I stopped by the Blackstone Branch of the Chicago Public Library the other day with the kids in tow. It was one of many stops on a hot day full of errands to the dry cleaners, the grocery store, the pet store, and the coffee shop.
"Why are we sitting down?" asked my six-year-old, resting his head on the wooden table.
"Because we need to fill out this form," I explained. "You're getting a library card today."
He wasn't going for it. He was hungry, he was tired, and he was desperate to get home and back to playing with the dog or staging battles with his knights. Anything but having to sit quietly at a table and perform some writing task.
And as with many young boys, reading and writing are not his default settings. Neither activity comes easy to him. Despite a summer spent immersed in books, he's not a confident reader. And as for his writing ability, fine-motor skills are not his strong suit.
"Why can't we go to the library where you bought me Bad Kitty?" he argued.
"Because that's a bookstore, and we have to buy the books there," I said with a peppy voice, though he was not so swayed by my enthusiasm. "A library is where you get to read the books for free."
Clearly I need to work on money management with my kids. Because "free" doesn't seem to have the same motivating effect on them as it does on me.

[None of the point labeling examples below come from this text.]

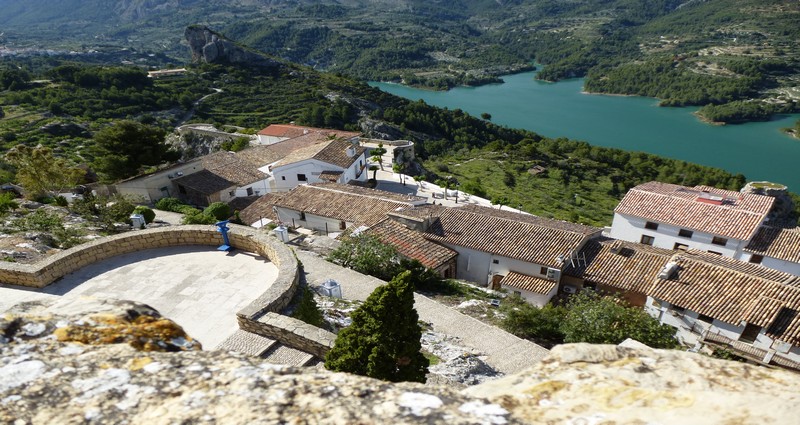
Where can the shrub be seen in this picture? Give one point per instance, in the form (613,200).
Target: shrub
(218,210)
(146,212)
(197,217)
(384,340)
(168,204)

We got in line and waited for our turn at the desk. Big sister and brother joined us, heaving their own deep sighs and obviously wishing they were somewhere else, too.

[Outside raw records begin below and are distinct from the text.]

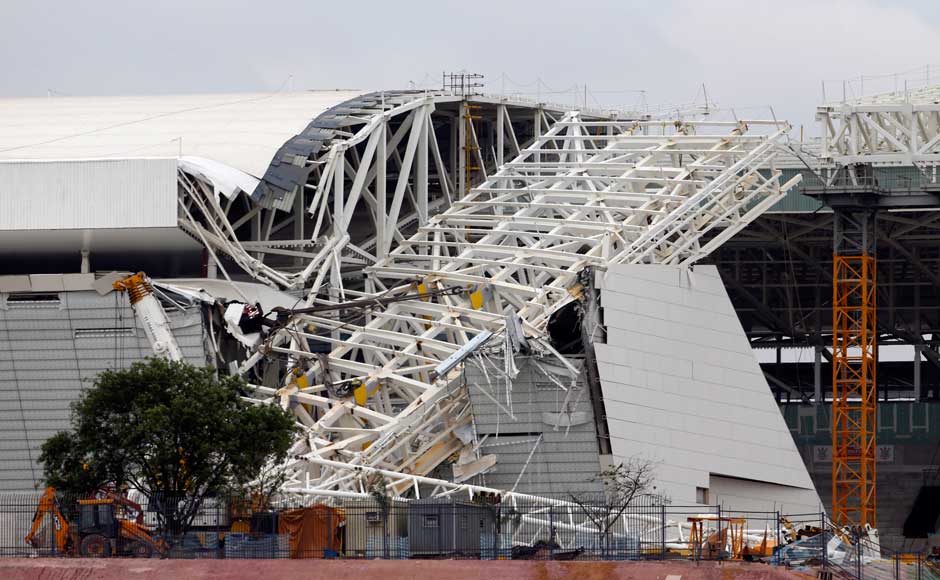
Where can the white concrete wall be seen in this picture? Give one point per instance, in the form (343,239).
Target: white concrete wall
(94,194)
(682,388)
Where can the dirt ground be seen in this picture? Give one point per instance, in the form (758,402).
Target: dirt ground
(128,569)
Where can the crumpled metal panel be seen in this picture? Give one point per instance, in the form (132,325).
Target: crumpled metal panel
(289,170)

Elbert Patterson is the head clerk at the Blackstone Branch. He has been the friendly face of the Chicago Public Library system for me over the years -- always pleasant and never once scolding me for my shameful accumulation of fines. But on this day, Elbert Patterson was bigger than that. On this particular day, Elbert Patterson was the embodiment of all that is wonderful about public libraries.
"Gabriel," he said in a deep and somber voice. Then he paused for a few beats, reading over the application form my almost-first-grader had placed on the counter. "Gabriel, you did a wonderful job writing your name."

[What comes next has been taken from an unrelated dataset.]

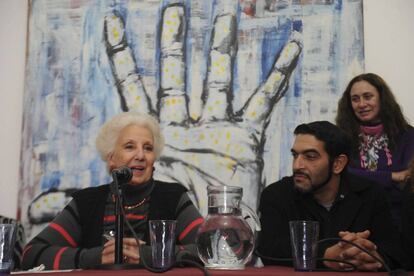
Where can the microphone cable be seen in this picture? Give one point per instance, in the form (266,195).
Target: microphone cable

Suddenly, Mr. Cranky Pants stopped slouching. He stood a little taller in his sneakers. His brother and sister quit their fidgeting and gazed up at Elbert, too. Both seemed keenly aware that Gabriel was having A Moment.
"Sometimes, people fill out the forms, and they are messy," Elbert continued. "Your G is perfect, and both your Ss are facing the right way. Not everybody gets that right."
Gabriel nodded with a gravity I'd never witnessed in him before.
As Elbert explained the borrowing privileges Gabriel was now granted, I looked around at the cathedral-like setting that is the Blackstone Library -- the first branch in the city's library system. Unlike the contemporary design of many suburban libraries, patrons stepping through the doors here are met with a stunning rotunda flanked by four murals depicting labor, literature, the arts, and agriculture.
And like a cathedral, it inspires a sense of reverence.
The line behind us began to stack up, but Elbert didn't rush us along. He printed Gabriel's name out in bold block letters and had him check it for mistakes. Then when it was ready, Elbert presented the green and white plastic rectangle to Gabriel with all dignity and respect it deserved.
There are few cards as powerful as a library card. Not only because libraries play such a crucial role in maintaining a democracy and supporting an educated populace -- all highfalutin notions. But for a child, it instills their first sense of community and belonging.
"Congratulations, Gabriel," Elbert said. "You are free to use the Chicago Public Library."
Now, the reverence I feel isn't just for our beautiful library building. It's for the Elbert Pattersons of the world.